With the world’s oldest, largest, and cheapest fields either already in decline or soon to be, we are now depending completely on difficult, unconventional oil projects like deepwater, tar sands, and oil shales to manage any increase at all in supply. My research suggests that oil needs to be at least $65/bbl to sustain investment in these incredibly capital-intensive projects.
According to a new study by Deutsche Bank, the cost of new oil projects in the world’s remaining growth areas—namely, the Gulf of Mexico, Brazil, Nigeria and Angola—plus a 15% rate of return ranges from $60-$68 a barrel.
According to a recent study by Brad Setser for the Council on Foreign Relations using data from the IMF and other sources, Saudi Arabia, Kuwait, Algeria and Libya all need $50-60, and Russia needs $70, to break even on production and meet their budgetary needs. (These numbers are averages across many different kinds of reservoirs with different cost structures, but do reflect the real forward production cost.)
Saudi oil minister Ali al-Naimi has warned that the world needs $75 oil to ensure future supply, and that current prices “are wreaking havoc on the industry and threatening current and planned investments.”
The real bar is probably even higher. Credible experts maintain that oil will have to remain above $100/bbl for a good length of time before oil companies are willing to commit enormous amounts of capital to the expensive, risky, and decades-long projects that remain to be developed.
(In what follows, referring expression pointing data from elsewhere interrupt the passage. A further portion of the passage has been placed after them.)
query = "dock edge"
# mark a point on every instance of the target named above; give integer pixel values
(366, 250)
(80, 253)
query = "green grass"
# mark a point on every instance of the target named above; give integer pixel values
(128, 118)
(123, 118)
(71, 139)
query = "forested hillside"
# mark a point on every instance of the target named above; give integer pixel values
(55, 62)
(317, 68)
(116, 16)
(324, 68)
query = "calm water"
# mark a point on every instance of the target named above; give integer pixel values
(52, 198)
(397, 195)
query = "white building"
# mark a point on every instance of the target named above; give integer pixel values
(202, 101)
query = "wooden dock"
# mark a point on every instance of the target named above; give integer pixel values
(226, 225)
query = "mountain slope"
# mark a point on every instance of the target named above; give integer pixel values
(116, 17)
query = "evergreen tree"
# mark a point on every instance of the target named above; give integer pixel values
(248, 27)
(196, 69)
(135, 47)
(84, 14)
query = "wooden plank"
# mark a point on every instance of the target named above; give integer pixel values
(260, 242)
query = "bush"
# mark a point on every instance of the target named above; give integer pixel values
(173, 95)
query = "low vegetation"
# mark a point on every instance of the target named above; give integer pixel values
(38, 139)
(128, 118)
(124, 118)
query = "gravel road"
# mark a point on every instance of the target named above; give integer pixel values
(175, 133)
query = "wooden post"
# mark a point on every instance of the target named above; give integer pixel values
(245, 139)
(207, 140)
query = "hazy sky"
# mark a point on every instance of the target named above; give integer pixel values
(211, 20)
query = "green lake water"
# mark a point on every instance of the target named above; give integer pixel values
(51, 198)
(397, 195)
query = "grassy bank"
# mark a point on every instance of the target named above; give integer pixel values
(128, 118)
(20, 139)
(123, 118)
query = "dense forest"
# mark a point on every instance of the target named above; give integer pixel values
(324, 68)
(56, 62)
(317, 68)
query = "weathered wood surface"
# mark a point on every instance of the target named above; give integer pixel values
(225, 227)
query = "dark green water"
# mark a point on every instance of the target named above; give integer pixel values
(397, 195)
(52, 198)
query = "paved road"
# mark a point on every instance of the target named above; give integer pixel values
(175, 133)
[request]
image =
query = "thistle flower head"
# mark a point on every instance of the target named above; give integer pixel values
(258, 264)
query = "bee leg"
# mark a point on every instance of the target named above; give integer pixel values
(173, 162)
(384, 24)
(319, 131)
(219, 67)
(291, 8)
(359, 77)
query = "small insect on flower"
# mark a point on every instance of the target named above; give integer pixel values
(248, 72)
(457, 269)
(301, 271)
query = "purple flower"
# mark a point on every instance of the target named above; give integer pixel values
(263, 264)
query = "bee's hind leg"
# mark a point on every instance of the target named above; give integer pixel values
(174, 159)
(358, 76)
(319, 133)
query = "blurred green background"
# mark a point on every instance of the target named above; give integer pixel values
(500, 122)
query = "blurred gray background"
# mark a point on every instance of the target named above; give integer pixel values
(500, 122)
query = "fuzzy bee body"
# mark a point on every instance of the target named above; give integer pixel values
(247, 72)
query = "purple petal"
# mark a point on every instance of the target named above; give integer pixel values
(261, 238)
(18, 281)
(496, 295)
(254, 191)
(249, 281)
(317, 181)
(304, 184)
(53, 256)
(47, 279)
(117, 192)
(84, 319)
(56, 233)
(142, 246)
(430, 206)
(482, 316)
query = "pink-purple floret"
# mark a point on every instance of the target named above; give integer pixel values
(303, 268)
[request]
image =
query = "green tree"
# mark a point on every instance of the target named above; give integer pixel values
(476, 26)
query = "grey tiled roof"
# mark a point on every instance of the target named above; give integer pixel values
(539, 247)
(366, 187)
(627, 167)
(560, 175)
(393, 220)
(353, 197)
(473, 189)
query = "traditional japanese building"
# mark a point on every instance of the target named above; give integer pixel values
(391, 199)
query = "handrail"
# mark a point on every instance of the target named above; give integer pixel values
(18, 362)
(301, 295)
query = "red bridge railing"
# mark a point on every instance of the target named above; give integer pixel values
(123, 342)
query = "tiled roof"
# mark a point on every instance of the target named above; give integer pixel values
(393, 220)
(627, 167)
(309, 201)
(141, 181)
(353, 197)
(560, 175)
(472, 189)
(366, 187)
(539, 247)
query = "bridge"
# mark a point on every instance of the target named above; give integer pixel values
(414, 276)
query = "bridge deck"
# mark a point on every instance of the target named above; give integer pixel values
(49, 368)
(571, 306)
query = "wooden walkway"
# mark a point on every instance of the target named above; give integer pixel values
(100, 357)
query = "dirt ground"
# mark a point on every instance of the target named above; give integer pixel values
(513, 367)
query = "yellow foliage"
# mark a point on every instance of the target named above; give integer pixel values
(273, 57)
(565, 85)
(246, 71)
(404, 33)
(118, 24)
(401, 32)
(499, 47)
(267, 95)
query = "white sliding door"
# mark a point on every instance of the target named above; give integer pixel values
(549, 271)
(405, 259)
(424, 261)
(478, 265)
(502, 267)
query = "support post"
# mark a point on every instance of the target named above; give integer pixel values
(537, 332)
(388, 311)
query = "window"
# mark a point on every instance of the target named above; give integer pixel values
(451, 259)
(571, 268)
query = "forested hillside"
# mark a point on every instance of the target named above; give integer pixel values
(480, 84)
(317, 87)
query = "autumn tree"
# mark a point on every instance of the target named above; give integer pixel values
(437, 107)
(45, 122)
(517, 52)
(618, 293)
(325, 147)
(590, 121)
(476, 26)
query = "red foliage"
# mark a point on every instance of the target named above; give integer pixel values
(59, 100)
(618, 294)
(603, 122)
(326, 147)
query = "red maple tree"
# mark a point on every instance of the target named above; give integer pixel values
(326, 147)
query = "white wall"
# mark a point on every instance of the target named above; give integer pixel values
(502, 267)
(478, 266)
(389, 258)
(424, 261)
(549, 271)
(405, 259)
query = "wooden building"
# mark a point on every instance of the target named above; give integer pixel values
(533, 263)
Clearly, no one is going to step up to spend billions of dollars to develop new oil projects until oil is holding firmly above $60.
Without those projects, we are headed for a quick slip down the back side of Hubbert’s Curve. Deutsche Bank calculates the global loss of oil production due to poor economics at 700,000 barrels per day with oil at $30 a barrel, of which more than half would be lost production from tar sands. At $20 a barrel, fully 3.5 million barrels per day (mbpd) would be uneconomical to produce.